4 of 283 comments (clear)

  1. Docks by ozmanjusri · · Score: 5, Interesting
    It would be a great time to develop a standards-based dock/charger platform so we could drop our phones/tablets into an adaptor and have them display on a large monitor and accept standard USB peripherals.

    That would really shake up the Wintel alliance.

    --
    "I've got more toys than Teruhisa Kitahara."
  2. Re:Give ARM a chance. by PCM2 · · Score: 5, Interesting

    How much more mainstream can it get? ARM is everywhere. It's in your iPhone -- probably every single phone out there, actually -- in tablets, in NAS boxes, in DVD players... countless applications. If you mean it should compete with Intel CPUs for PC processors, on the other hand, one impediment may be that ARM is (at least at present) a 32-bit architecture.

    --
    Breakfast served all day!
  3. Re:Does it have 64-bit addressing? by forkazoo · · Score: 5, Interesting

    32-bit addressing was seriously impressive in 1987, compared to Acorn's then-current machine with 32KB, including video memory. But now even smartphones are starting to come with 512MB, 1GB of memory. Does ARM have a strategy for getting past 4GB?

    From what I understand, the A15 will support 40 bit physical addressing.

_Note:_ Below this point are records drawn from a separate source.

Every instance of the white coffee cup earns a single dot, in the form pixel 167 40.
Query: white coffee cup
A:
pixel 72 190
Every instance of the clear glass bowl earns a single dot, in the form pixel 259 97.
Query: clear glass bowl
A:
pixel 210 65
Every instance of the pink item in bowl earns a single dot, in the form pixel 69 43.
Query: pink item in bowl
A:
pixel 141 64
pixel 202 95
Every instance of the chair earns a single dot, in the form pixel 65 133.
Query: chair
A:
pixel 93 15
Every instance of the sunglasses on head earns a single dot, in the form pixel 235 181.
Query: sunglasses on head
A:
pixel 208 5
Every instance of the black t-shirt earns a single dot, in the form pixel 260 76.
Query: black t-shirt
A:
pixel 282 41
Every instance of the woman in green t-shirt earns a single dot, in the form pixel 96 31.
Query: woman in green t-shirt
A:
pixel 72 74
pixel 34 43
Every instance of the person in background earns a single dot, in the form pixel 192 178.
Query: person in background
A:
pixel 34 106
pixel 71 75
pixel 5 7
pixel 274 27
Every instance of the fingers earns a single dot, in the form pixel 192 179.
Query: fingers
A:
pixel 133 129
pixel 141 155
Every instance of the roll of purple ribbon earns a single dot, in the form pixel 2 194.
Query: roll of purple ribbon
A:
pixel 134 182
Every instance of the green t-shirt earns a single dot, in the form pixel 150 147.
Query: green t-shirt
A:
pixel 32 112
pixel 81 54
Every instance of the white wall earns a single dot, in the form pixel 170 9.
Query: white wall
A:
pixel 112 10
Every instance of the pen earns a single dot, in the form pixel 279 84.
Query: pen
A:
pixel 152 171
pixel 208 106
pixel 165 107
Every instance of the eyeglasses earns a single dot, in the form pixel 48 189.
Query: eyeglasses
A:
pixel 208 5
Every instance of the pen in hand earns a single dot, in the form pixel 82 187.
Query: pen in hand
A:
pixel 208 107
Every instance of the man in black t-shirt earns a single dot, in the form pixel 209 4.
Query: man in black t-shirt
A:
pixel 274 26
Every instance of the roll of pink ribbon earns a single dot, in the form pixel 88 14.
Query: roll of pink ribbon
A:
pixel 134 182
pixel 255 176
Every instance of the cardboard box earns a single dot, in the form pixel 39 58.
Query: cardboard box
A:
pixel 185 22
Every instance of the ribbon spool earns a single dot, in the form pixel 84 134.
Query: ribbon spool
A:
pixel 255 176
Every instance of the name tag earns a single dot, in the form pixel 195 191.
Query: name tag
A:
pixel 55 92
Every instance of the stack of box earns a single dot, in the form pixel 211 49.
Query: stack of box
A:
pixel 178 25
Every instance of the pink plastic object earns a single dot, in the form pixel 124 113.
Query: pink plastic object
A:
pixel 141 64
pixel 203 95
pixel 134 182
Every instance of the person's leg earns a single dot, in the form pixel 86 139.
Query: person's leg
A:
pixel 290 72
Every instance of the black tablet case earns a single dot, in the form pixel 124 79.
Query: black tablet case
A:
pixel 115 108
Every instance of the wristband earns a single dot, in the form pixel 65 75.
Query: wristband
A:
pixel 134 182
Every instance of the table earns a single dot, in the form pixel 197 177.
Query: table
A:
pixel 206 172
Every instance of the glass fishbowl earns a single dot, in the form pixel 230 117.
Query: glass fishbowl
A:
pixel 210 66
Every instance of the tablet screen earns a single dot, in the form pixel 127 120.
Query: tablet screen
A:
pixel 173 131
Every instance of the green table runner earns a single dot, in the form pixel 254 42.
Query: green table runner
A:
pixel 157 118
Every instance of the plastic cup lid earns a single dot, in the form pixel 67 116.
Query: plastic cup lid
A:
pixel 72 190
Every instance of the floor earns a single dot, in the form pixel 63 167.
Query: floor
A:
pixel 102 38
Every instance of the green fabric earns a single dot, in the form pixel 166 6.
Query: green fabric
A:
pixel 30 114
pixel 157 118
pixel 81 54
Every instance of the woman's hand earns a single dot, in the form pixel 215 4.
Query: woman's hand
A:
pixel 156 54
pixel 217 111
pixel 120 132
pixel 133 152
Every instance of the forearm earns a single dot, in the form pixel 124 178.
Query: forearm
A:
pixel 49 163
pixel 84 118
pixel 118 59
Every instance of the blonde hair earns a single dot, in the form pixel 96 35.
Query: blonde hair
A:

So far, I'm not certain if that's segmented, or sane. I heard a claim that in a multicore setup, different cores might be configured with distinct memory controllers so that the various cores need not address strictly the same 40b worth of memory, enabling some sort of NUMA setup. Dunno if that will ever happen in practice. 1 TB RAM is likely to be sufficient for the commercially relevant life of the CPU.

  4. Multicore ARM and suboptimal instruction sets by Anonymous Coward · · Score: 5, Interesting

    I'm currently working with several concurrency development groups within the SUNY system; we are partnered with Oracle, Google, and IBM as well as a few others. Upon mention of ARM not a single co-worker has been able to resist going into rant mode about the lack of reasonably quick CAS and LL/SC implementations. Further, barriers and fences apparently take so long to establish that to fake a CAS you are looking at three to six hundred cycles compared to about a dozen for current generation i7's and SPARCs (optimistic CASing). Can anyone speak to the implementation of the features on this new chip?